Unnamed: 0,account_number,account_price
0,100300106,9490
1,100779966,3094
2,100860944,9791
3,101263323,1587
4,101440533,2917
...,...,...
995,797132945,3938
996,797339355,3979
997,797717673,3447
998,797925623,7960


In [88]:
df_test_4_1 = df_test_1.merge(df_test_4, on="account_number")

In [89]:
df_test_4_1

Unnamed: 0,account_number,account_values,account_bin,account_price
0,108928675,791,1,8244
1,282411904,300,2,1686
2,299022651,1372,3,7038
3,508080513,750,4,6346
4,470639814,1932,5,743
...,...,...,...,...
995,736240448,698,1,9876
996,374564362,1280,2,6227
997,426904865,1969,3,9051
998,587830205,205,4,6636


In [90]:
(df_test_1["account_number"].values == df_test_4_1["account_number"].values).all()

True

In [91]:
df_test_4_2 = df_test_1.merge(df_test_4, how="right", on="account_number")

In [92]:
(df_test_1["account_number"].values == df_test_4_2["account_number"].values).all()

False

In [93]:
(df_test_4["account_number"].values == df_test_4_2["account_number"].values).all()

True

### Case 3: merge two dataframes with different structure.

In [49]:
df_test_1['account_bin'] = [1, 2, 3, 4, 5]*200

In [72]:
# create another dataframe which has different indices. 
# This is to be used for merging on the column bin_value, and check if the account order changes.
bin_df = pd.DataFrame(data={"account_bin": [1,2 ,3 ,4, 5], "bin_value": [100, 105, 200, 150, 300]}, index=[0, 1, 2, 3, 4])

In [51]:
# pd.merge could do how="left", how="right", or how="inner. Its default setup is how="inner".
df_test_4 = df_test_1.merge(bin_df, on=["account_bin"])

In [75]:
(df_test_1.index == df_test_4.index).all()

False

In [54]:
(df_test_1["account_number"].values == df_test_4["account_number"].values).all()

False

Hence, the index is reset, and the order of the accounts **also changes**.

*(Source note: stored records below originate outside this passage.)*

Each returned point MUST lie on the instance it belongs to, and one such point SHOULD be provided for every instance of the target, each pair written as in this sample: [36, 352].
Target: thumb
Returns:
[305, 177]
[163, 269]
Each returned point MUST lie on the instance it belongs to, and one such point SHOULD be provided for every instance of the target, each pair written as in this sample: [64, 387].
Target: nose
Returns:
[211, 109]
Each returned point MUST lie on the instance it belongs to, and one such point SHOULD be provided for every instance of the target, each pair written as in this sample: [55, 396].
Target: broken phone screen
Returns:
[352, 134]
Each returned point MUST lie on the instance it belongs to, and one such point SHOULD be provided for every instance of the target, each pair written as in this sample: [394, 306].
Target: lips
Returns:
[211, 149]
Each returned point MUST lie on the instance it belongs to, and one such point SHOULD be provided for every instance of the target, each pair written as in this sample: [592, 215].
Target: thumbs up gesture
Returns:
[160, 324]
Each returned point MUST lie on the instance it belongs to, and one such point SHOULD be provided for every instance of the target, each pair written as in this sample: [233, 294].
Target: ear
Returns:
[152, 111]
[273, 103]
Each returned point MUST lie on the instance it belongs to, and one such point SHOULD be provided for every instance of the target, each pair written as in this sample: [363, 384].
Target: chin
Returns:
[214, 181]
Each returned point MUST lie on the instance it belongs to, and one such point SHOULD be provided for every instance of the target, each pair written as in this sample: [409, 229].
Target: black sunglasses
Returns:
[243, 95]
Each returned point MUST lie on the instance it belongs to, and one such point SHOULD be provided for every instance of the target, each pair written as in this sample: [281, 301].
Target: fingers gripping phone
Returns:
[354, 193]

Join on **left**, to see how it changes.

In [55]:
df_test_5 = df_test_1.merge(bin_df, how="left", on=["account_bin"])

In [76]:
(df_test_1.index == df_test_5.index).all()

False

In [58]:
(df_test_1["account_number"].values == df_test_5["account_number"].values).all()

True

Hence, the index is reset, and the order of the accounts **doesn't** changes.

### The safest way to do pd.merge is to reset_index() before merge, and then set_index("index") if left_index is what you want.

In [69]:
df_test_6 = df_test_1.reset_index().merge(bin_df, how="left", on=["account_bin"]).set_index("index")

In [70]:
(df_test_1["account_number"] == df_test_6["account_number"]).all() # the merged df is kept in the same account order.

True

**Conclusions**:
    
1. pd.merge reset the index after merge.
    
2. pd.merge could merge the two dataframes with the same columns(account_number here, the merge key, which could be in different order)to generate the same order accounts in the merged dataframe as the left dataframe(how="left" or how="inner") or as the right dataframe(how="right"), even though reset index. 
    
3. When merge two different dataframes in terms of index and columns, the order of the merged dataframe is the same with the left dataframe if we define how="left". Otherwise, if we don't define how, it is taken as the default how="inner", and change the order of the rows.